Wednesday, 1 May 2013

Greaseproof paper VS parchment paper.

Last month, I had quite a major issue. Not with recipes or ingredients but with my equipment.

For around 3 years I have been using my old, (and I mean it could be older than me) trusty parchment paper from Waitrose. But all good things come to and end and it was time for me to move on to a new roll. I went down to Waitrose and picked up their essential range greaseproof paper, not parchment paper - I had no idea that there was a difference!
Greaseproof paper - for wrapping food
Throughout the month of April I was making all my usual recipes: flapjacks; macaroons; cakes and using my greaseproof paper exactly how I used my parchment paper. They all had one problem in common, the bottom of all of my baked goods was sticking to the greaseproof paper. It was absolute nightmare! I must've spent hours chiselling it off - especially around the corners - and in the end I threw a lot of my food away. I was getting so infuriated that I turned to the internet, the location of answers to all problems. At first, I thought there might be a default with the greaseproof paper but I was soon to be corrected. 

Greaseproof paper is different to baking parchment.
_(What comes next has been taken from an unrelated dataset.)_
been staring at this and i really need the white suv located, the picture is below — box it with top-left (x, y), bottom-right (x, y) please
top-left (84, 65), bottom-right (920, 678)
After unnecessarily extensive research into when you should use each type of paper I think I understand, finally. Greaseproof paper has a wax coating and so when it it put in the oven, the wax melts and the paper becomes ineffective. Its beneficial attribute is that it's water-resistant and does not allow water to permeate through it, be it from outside or inside. This makes it ideal for wrapping food, not to stop cakes/biscuits sticking to the tin in the oven. Parchment paper has all the same properties except the fact that is also treated with an acid when it is produced which makes it very heat resistant. Therefore, its coating does not begin to melt whilst in the oven and it continue to serve its non-stick purpose!
Parchment paper - for baking food
So don't go thinking you can just get away with using greaseproof paper, as it can set fire in the oven! I hope this will make you think twice before choosing what type of paper you buy/use to line your baking tins, I know I will be!